Short of fitting a water softener somewhere in your water supply mains, I can't think of any useful way to soften water. And, as also recommended by your (and probably our) goverment (not that I trust government one bit, but this is scientifically sound advice), softening your drinking water supply is probably not a particularly healthy choice -- you DO need those minerals in your drinking water. In that case you'd need two separate water supplies, one for household use and one for drinking. Or put a water softener on, or just before, selected taps only.
Not a reasonable solution, I would say.
What you could, at least in theory, do, is add water softeners to your shaving water. There are many chemicals to choose from (etidronic acid, pentetic acid, EDTA, to name a few), but those are generally not available to the general public. One exception would be the stuff you can buy to add to your laundry detergent to keep the heating element of your washing machine from scaling up; sold under the Calgon (ever wondered where that name came from ?) brand over here.
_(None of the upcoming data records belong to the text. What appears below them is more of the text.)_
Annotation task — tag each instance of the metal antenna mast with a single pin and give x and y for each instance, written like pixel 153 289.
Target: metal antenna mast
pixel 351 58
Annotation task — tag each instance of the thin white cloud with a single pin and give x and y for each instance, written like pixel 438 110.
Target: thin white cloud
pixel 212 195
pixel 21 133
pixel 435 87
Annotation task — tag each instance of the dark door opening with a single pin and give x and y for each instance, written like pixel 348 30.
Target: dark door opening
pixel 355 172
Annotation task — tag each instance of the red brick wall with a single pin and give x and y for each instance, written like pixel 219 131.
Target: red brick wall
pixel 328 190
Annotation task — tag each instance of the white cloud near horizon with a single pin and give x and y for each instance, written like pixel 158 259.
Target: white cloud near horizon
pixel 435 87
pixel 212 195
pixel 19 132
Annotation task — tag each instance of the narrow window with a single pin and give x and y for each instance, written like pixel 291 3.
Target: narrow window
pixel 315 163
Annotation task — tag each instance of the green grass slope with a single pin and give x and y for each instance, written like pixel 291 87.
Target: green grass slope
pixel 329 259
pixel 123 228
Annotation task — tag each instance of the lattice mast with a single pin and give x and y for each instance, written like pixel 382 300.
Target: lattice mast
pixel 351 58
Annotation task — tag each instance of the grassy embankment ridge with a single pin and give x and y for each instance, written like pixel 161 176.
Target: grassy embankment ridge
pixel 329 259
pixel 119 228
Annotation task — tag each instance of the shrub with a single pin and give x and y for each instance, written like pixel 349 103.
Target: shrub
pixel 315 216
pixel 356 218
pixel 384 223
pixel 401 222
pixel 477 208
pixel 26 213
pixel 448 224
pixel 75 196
I haven't looked closely at the ingredients, but I'm not sure I would want to put that in my shaving water.
That leaves either using bottled, boiled, or distilled water, or using a shaving soap with enough scavengers to counteract the effects of your hard water.
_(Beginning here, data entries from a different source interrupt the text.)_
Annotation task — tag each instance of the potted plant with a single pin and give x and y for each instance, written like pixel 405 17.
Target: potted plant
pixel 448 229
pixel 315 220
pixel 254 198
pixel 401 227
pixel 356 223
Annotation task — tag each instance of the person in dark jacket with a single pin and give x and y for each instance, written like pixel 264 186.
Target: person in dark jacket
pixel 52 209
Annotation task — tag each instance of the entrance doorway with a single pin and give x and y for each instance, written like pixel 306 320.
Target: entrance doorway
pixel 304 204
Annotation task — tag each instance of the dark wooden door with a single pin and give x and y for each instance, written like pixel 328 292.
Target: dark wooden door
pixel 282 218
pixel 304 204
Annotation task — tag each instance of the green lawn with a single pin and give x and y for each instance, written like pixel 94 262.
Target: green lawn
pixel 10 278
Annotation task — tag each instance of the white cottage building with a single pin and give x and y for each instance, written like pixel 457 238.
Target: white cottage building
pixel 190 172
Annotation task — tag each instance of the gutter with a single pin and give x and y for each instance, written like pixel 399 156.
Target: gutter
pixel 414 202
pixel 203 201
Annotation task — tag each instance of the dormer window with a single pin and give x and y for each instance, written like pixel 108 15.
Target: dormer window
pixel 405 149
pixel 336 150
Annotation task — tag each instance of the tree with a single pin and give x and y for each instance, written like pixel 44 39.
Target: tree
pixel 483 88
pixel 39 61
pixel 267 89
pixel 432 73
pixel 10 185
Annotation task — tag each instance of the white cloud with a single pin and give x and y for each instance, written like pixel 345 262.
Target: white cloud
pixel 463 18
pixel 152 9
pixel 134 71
Note that boiling water for a few minutes deposits most of the calcium and magnesium salts in the water on the surface of the boiling vessel, making the water a lot softer too (this is why tea kettles develop scale also; this can be controlled with these wire mesh contraptions you can put in your tea kettle -- for some reason, most of the scale then deposits on this contraption rather than on the inside of the kettle.
I would recommend finding a soap with enough 'water softeners' built in, and changing to boiled (tap) water if that doesn't help.